On Aug. 30, 1973, after two years and two albums without their late singer Jim Morrison, the surviving members of the Doors decided to call it quits.

The move represented a reversal for remaining Doors John Densmore, Robbie Krieger and Ray Manzarek, who’d elected to carry forward as a trio following Morrison’s death on July 3, 1971. In October of that year, the reconfigured band released Other Voices, recorded with Krieger and Manzarek sharing lead vocal duties. The following year, they repeated the formula for the group’s eighth studio LP, Full Circle, released on July 17, 1972.

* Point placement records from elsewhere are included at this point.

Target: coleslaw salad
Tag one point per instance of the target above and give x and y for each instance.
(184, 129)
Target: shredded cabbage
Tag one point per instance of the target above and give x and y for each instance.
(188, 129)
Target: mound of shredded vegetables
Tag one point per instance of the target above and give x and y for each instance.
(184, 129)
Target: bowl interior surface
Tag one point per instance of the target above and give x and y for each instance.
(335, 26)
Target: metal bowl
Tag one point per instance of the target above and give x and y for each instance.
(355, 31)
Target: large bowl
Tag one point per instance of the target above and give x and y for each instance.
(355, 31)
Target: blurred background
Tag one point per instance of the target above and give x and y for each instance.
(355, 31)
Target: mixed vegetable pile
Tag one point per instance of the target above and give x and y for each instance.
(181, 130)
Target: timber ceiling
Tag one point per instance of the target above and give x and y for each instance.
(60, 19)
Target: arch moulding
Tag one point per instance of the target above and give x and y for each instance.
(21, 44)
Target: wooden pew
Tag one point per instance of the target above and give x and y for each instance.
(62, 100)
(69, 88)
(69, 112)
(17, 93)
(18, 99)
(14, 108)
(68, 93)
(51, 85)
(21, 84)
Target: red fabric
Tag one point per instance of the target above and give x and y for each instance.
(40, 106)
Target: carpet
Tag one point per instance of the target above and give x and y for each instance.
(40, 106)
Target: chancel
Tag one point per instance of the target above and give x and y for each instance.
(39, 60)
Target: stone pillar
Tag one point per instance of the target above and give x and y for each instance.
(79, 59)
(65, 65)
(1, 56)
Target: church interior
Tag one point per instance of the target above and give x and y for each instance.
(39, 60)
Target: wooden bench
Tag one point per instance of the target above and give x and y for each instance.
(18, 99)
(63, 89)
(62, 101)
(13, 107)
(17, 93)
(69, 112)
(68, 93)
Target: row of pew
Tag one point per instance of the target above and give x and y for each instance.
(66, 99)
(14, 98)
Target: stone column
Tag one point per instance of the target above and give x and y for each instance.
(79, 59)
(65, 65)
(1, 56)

While neither post-Morrison record could rightly be considered a flop — Other Voices peaked at No. 31 on Billboard‘s Top 200 Albums chart, while Full Circle got as high as No. 68 — neither captured the public’s attention the way the band’s music did when Morrison was at the helm. In fact, the band’s profile had decreased so markedly that its breakup was merely mentioned in passing in the pages of Rolling Stone.

The Doors’ legacy proved hard to escape, however. Densmore, Krieger and Manzarek decided to pull the plug only after auditioning a series of vocalists to replace Morrison — and they might have settled on former Audience singer Howard Werth if Manzarek hadn’t opted out, leaving Krieger and Manzarek to regroup and soldier on for a couple of years as the poorly christened Butts Band.

By 1978, all three of them were back in the studio again, lending backing tracks to recordings of Morrison reciting his poetry. The result, An American Prayer, went platinum, helping cement the trio’s position as custodians (and occasional opportunists) of Doors history.

The surviving Doors have reunited sporadically in subsequent years, both in the studio (where they reconvened to complete the song Orange County Suite for a 1997 box set) and on the stage (at the Rock and Roll Hall of Fame in 1993 and for a 2000 episode of VH1 Storytellers). In 2002, Manzarek and Krieger drafted Ian Astbury of the Cult to front a Doors tribute called the Doors of the 21st Century — at least until legal action from Densmore prompted a switch to Manzarek–Krieger or Ray Manzarek and Robby Krieger of the Doors. This version of the band dissolved on May 20, 2013, following Manzarek’s death from cancer.